Second, this study found the following:
"Among women who saw, heard or were stopped by protesters, 48% said that the protesters did not upset them at all, 25% said they were a little bit upset, 12% reported being moderately upset, 9% reported being quite a bit upset, and 7% were extremely upset"

"women who reported more difficulty making the decision to have the abortion reported being more upset than women reporting less difficult"

"Among the 712 women in the study who received an abortion and replied to both the emotions and protester questions, we found no association between emotions about the abortion — regret, relief, guilt, happiness, sadness or anger — and the level of exposure to protesters."

"the presence and intensity of the protester interaction had no effect on women's emotional response to their abortion (relief, regret, anger, happiness, sadness or guilt) 1 week after the abortion"
Third, this study notes that if pro-lifers deterred some mothers from entering an abortion facility they would not appear in this study. Some mothers would have had an interaction with pro-lifers and decided not to have an abortion. These mothers are therefore not recorded. If they were included we'd be looking at mothers who could describe their experience with pro-lifers as good and positive. From pro-lifers they have received moral and emotional support, perhaps a place to stay, financial help, advice and so on. Perhaps a mother going to an abortion facility didn't want to have the abortion in the first place and just needed a word of encouragement, even some sort of sign that would reassure them. It's possible that a pro-life counsellor outside an abortion facility will be the first person not to tell them that they must have an abortion. The researchers could have gone to pro-life pregnancy centres and homes and conducted the same interviews with mothers who had some sort of positive interaction with pro-lifers outside an abortion facility and asked them to answer the questionnaire.
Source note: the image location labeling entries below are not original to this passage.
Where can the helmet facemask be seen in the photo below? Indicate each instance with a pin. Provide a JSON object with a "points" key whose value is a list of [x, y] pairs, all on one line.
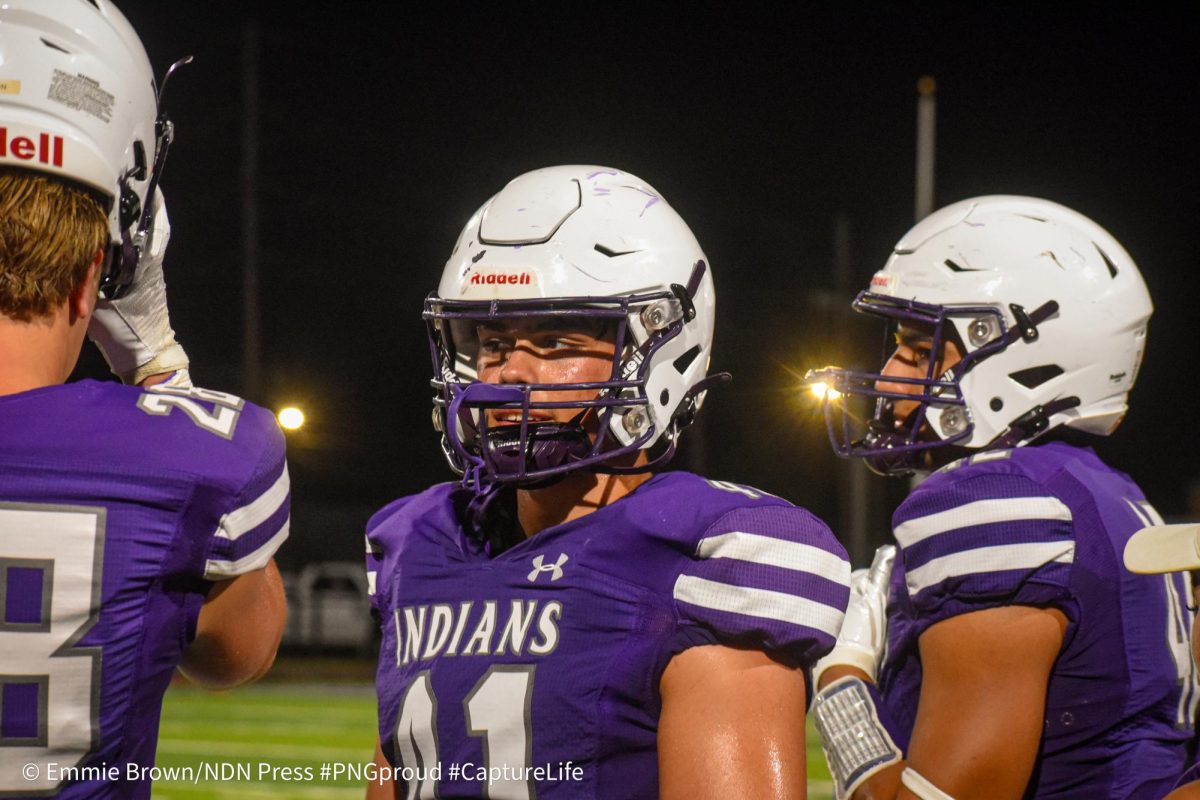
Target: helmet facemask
{"points": [[942, 422], [609, 426]]}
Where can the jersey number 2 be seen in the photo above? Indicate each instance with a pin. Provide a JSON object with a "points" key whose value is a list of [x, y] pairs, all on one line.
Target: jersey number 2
{"points": [[497, 709], [51, 560]]}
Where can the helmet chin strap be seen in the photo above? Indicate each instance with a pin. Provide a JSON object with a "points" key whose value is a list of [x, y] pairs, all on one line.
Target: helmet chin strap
{"points": [[1030, 425], [545, 445]]}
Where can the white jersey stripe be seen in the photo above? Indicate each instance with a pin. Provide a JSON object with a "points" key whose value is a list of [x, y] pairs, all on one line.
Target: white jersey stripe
{"points": [[241, 521], [762, 603], [775, 552], [981, 512], [989, 559], [216, 570]]}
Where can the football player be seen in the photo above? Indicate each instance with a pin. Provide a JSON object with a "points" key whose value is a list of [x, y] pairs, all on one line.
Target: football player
{"points": [[569, 621], [1021, 660], [1161, 548], [137, 522]]}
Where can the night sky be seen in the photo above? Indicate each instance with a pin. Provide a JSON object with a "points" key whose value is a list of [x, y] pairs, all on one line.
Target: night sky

Several pro-life groups provid moral and practical assistance to parents in need. Some make pro-life vigils part of their work, others don't. One pro-life pregnancy centre in the South, Good Counsel Network, does a good job of recording the number of mothers whom they meet on the doorstep of a BPAS or Marie Stopes International abortion facility, but get the help they need and give birth. Last year this pro-life centre recorded 95 such mothers they supported through the rest of their pregnancy. However, there are also many more who prefer not to stay in touch - they had the short term support they needed, sometimes their difficult circumstances change for the better, a boyfriend has a change of heart, and off they go. Sometimes mothers will lose touch and it remains unclear what happens after. The experience of mothers who have a positive experience should be heard and not dismissed by pro-abortion advocates because these mothers, and the support of pro-lifers, do not fit into the distortions they insist on spreading.